We've finally reached the time of year where the ash tree in our back garden bursts into life. Since the hideous council forced four of the trees along our alleyway to be felled, in order to save a Victorian wall which was knocked down anyway and replaced with a fence, our tree has been the largest in the neighbourhood. Go tree!
Anyway, it eventually loses its leaves in December which is incredibly late, so I suppose it's only right that it bursts into life a little later than its friends. The window in our kitchen is enormous, and right now, all I can see through it are little tufts of fresh, minty green. Sadly they're not as reinvigorating this morning as they might ordinarily be. I am exhausted, and can barely keep my eyes open on account of having been awake through much of the night tossing and turning about the sheer amount of stuff I need to achieve on Em.
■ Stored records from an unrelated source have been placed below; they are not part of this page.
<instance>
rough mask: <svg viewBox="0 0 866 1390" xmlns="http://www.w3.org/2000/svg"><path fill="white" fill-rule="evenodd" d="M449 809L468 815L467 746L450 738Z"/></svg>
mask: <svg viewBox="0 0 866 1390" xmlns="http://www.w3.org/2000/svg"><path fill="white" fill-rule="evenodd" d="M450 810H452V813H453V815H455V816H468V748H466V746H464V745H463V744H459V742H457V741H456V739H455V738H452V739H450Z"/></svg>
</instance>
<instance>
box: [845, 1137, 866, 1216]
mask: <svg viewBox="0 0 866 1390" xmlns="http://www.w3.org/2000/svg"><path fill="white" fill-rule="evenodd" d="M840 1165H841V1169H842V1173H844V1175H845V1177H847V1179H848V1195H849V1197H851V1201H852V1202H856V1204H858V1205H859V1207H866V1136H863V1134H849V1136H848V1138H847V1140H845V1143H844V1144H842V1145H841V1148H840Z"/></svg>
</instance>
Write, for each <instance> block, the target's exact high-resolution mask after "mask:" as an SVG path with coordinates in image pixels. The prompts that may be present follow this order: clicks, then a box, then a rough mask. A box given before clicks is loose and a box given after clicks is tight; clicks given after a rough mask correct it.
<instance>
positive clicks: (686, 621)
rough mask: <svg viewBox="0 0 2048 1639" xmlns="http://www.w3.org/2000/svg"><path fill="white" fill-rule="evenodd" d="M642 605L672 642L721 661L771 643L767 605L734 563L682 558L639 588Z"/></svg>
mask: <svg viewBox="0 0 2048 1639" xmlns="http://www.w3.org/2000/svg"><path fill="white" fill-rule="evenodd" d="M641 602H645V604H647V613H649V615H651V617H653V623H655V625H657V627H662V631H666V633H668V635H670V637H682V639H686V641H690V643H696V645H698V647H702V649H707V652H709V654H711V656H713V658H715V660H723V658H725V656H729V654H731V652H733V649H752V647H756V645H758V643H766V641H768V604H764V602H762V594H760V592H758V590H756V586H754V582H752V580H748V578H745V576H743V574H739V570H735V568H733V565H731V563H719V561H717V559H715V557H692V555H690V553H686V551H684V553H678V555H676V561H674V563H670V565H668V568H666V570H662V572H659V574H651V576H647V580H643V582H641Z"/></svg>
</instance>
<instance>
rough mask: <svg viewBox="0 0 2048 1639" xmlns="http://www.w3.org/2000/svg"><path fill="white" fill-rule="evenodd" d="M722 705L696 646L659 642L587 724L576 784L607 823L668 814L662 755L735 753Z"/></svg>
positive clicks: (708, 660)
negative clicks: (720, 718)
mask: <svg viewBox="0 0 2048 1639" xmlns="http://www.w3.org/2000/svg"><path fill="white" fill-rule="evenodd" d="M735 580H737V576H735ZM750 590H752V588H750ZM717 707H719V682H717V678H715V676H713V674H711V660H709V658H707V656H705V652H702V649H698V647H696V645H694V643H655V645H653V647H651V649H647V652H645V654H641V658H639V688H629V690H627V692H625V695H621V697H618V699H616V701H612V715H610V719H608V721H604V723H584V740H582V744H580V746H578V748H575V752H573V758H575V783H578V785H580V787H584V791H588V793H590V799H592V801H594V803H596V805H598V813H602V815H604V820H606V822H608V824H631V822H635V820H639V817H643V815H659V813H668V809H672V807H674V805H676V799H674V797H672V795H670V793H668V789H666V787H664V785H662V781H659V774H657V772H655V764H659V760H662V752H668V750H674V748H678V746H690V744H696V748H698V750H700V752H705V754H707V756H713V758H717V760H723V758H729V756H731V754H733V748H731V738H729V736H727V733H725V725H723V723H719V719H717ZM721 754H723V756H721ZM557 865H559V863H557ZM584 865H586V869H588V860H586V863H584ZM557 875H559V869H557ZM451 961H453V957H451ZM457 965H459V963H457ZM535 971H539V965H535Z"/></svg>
I got up in the night and wrote from 3am to 5am. I'm not really complaining as it was quite a good, intense period of woke, and, anyway, who wrote the book which insists a writer keep the same working hours as a civil servant?
The problem I'm having is that the last song I have to write for the musical is bigger, fuller and longer than I'd hitherto imagined it needed to be. Because of this I need time for it to settle and I'm just not hugely time rich at the moment. What is it with deadlines that makes us always want a week more than we have? I don't think I've ever reached a deadline and thought "yep, that's hurtling towards me on the horizon and I feel good about the place I'm in!"
In other news, I've shaved off my moustache. It was an agonising decision which I took about a week trying to make. Ultimately, these curly moustaches are quite a faff to maintain, and I used to get incredibly frustrated with it, particularly towards the end when I kept mistakenly pulling out the hairs from the right hand wing, which had the effect of making the moustache even more unmanageable. I guess I'd also started to wonder whether people perceived it as a bit of a comedy or "try hard" statement. I saw a couple of pictures of myself looking like a cross between a basket ball and a walrus and ultimately wondered whether the look was working for me! Yes, of course, I'll miss people coming up to me in the street and complimenting me, and part of me thinks the moustache gave me back the somewhat bohemian vibe I'd lost when my hair lost the lustrous curls it had when I was a young man. But it was ageing. And it was bright orange. And even though I still keep raising my hand to my face to twirl and tweak it, I think it was the right decision to get rid of it. For now.
Those who knew me before the moustache will undoubtedly barely notice. Those, who have met me since, for whom the moustache is a defining feature, will find it very odd. The lady who served me in Costa yesterday said, "are you still drinking tea now that you're an entirely different person?!"